WBK Industry - Litigation Developments

Third Circuit Holds PMI Termination Date Remains Tied to Original Home Value, Not Value at Time of Loan Modification

On March 9, 2017, the U.S. Court of Appeals for the Third Circuit, in a case construing the Homeowners Protection Act’s (HPA) requirements on the termination of private mortgage insurance (PMI) following a loan modification, held that the termination date remains tied to the original value of the home, and not the value of the home at the time the loan is modified.

The facts on appeal were straightforward. The borrower bought a home in 2007 for $553,330, taking out a loan of $497,950 to help fund the purchase. Because the loan-to-purchase-price ratio was more than 80%, the borrower had to obtain PMI until the ratio reached 78%, which was projected to occur before March 2016. The borrower began struggling to make payments and entered into a loan modification agreement with the servicer in January 2011, reducing the principal balance to $463,737. Pursuant to the loan’s modified amortization schedule, the outstanding principal balance would reach 78% of the home’s original value in July 2014. The servicer, however, informed the borrower that PMI would not be terminated until 2026, a date ten years later than the pre-modification termination date and 12 years later than the recalculated date. The servicer explained the 2026 termination date on the basis that, at the time of the loan modification, it had substituted its broker price opinion (BPO) of $420,000 for the home’s original value. Because the BPO was a much smaller amount than the original home value, the outstanding principal balance would not be paid down to 78% until 2026.

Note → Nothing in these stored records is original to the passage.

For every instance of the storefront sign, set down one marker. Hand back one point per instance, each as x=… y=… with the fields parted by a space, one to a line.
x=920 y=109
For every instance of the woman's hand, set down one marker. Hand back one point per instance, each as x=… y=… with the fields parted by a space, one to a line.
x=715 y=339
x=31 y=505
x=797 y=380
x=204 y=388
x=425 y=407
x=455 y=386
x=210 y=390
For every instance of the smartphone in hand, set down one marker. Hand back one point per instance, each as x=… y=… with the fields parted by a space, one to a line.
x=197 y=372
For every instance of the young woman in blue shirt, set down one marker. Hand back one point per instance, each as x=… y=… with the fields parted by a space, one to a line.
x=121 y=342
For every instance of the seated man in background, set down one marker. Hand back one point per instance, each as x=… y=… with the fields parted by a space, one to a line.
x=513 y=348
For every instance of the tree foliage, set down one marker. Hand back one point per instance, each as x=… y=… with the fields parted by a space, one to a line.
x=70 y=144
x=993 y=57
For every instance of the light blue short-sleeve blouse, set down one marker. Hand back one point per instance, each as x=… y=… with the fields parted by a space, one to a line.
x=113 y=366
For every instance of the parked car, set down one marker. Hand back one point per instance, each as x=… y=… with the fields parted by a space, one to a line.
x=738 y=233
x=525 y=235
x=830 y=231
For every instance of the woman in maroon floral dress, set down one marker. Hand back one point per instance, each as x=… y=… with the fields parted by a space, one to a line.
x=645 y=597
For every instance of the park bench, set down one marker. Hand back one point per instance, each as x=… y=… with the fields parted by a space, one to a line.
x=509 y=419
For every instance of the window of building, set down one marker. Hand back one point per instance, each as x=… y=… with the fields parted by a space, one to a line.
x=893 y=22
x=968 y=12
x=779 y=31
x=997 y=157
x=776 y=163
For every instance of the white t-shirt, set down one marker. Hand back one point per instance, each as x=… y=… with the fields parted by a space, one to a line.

The borrower contended that by relying on the BPO to calculate the PMI termination date, rather than the home’s original value, the servicer violated the HPA. The Third Circuit ruled in favor of the borrower, holding that the HPA requires calculation of the PMI termination based on the home’s original value which, under the HPA, is the lesser of the purchase price or the home’s appraised value at the time of purchase. Because the servicer based the new PMI termination date on the BPO conducted at the time of the loan modification, instead of the home’s original value, the Court found that the servicer violated the HPA.